Our pictures from Cartagena are here.

Lastly, in an effort to boost readership and fill in the many gaps I left in describing our time in Colombia, I believe that I have finally been able to talk Kristin into doing a post. Her taking over will give me the opportunity to relax for a couple of days, as well as the opportunity to become outrageously jealous if her posts turn out to be better received than my own. Should be fun.

Monday, August 16, 2010

Colombian Coast - The Clint Eastwood Breakdown

The Good

We just returned from Tayrona National Park, which offered the type of unspoiled and seemingly endless coastline that I have only previously seen pictures of or read about in my lifetime. The lightly-coloured sand, crystal Caribbean waters and surrounding vegetation would easily rank as the nicest beach setting I have ever visited (though Kristin would still give the edge to some of her Australian beaches) and for those that were willing to walk for a little ways or start a bit earlier, there were literally hundred of metres of beach that could be had all to one's self. Getting there and away required slogging through mud and staying there meant more hammocks and nasty tents, both of which were probably a little too soon for us after our Lost City trek, but I would like to think those sacrifices were totally worth it and that we would definitely have done it again. Probably.

The Bad

In Taganga, a small, sleepy, hippyish beach town where we chose to unwind after The Lost City, Kristin was stung by a small jellyfish about 45 seconds into our first dip in the Caribbean Sea. Seeing her in that kind of discomfort was a totally helpless feeling, and my first instinct was to pee all over her in the hopes that it might take away some of the pain. Luckily for her, I didn't, and eventually the pain subsided in a more naturual and less intrusive manner.

The Ugly*

About an hour and half after the jellyfish sting, as we returned from the beach to the main part of Taganga, we were mugged by two men, one carrying a gun and one carrying a knife. I again felt totally helpless, but my initial instinct in this instance was to pee all over myself. No, that's not true, as for me the experience proved to be more shocking and surreal than terrifying, but we remain somewhat unsettled and it certainly has taken some of the wind out of our sails. In the end, they took our camera, my inexpensive travel watch and the money we had on our persons (which was about $20 more than we would normally take to the beach since we were on our way to buy Kristin some new flip-flops). Luckily, if you can call it that, they missed my Ipod and didn't take our sunglasses. Also reassuring is the fact that the Colombian police are on the case and are searching for the culprits..... even though they had no real interest in obtaining a physical description of the two men from us .... so we should be getting our camera back any moment now.

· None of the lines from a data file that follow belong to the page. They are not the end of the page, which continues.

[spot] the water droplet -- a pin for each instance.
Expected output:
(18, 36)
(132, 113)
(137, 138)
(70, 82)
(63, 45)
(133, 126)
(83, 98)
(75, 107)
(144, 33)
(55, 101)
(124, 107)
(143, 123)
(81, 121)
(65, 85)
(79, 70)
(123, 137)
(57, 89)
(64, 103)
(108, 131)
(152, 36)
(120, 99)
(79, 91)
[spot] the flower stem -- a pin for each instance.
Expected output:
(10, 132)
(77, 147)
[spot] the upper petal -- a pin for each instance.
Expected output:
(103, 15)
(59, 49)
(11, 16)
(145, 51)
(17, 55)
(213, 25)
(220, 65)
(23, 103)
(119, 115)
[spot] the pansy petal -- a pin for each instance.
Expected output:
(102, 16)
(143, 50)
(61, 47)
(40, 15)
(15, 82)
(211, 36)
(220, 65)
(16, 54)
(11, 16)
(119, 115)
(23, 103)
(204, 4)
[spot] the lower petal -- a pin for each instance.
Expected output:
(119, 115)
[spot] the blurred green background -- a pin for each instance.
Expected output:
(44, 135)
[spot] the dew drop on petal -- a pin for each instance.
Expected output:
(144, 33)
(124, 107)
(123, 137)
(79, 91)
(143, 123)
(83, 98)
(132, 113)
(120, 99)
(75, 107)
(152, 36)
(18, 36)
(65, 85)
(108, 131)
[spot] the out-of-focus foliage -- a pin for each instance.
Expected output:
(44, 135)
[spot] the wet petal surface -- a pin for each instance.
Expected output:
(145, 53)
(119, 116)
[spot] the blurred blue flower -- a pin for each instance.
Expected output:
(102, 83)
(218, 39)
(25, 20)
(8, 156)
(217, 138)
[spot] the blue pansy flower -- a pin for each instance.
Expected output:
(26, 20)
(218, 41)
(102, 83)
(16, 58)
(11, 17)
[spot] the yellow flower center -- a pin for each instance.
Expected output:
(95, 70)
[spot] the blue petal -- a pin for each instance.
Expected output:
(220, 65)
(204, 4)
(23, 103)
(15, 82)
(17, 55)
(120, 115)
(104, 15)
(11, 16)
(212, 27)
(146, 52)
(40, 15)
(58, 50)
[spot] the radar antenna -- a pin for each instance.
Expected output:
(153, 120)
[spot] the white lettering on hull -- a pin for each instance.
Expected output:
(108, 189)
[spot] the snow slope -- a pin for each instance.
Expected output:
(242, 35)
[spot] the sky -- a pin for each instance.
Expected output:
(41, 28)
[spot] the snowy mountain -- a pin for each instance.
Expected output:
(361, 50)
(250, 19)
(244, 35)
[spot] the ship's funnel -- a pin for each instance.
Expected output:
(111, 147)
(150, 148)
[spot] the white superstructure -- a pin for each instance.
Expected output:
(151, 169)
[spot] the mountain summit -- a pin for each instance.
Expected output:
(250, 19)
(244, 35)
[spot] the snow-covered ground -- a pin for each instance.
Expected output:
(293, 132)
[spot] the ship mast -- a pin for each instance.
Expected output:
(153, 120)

As for impact on the blog, I remain determined to convey the beauty of this coast to our many loyal readers, but we are currently without a camera to assist in doing so (editor's note: I think you really would have loved a picture of the Unicorn I was riding along the beach at sunset, but you'll just have to take my word for it...). Since I know that a picture is worth a thousand words, and since I typically like to post 25-30 pictures of each place/region we visit, simple deduction and multiplication tells me that this post is going to have to be around 30,000 words to accomplish my goal, so perhaps you should clear a couple of hours from your calendars and get settled in. Nah, I'm just kidding, I'll keep this post short and sour. Thankfully, we are heading to Cartagena in the next day or two. I'm sure that one of the most touristy cities we'll visit on our trip and a city which forms part of the Carribean cruise circuit will have very reasonable prices for cameras...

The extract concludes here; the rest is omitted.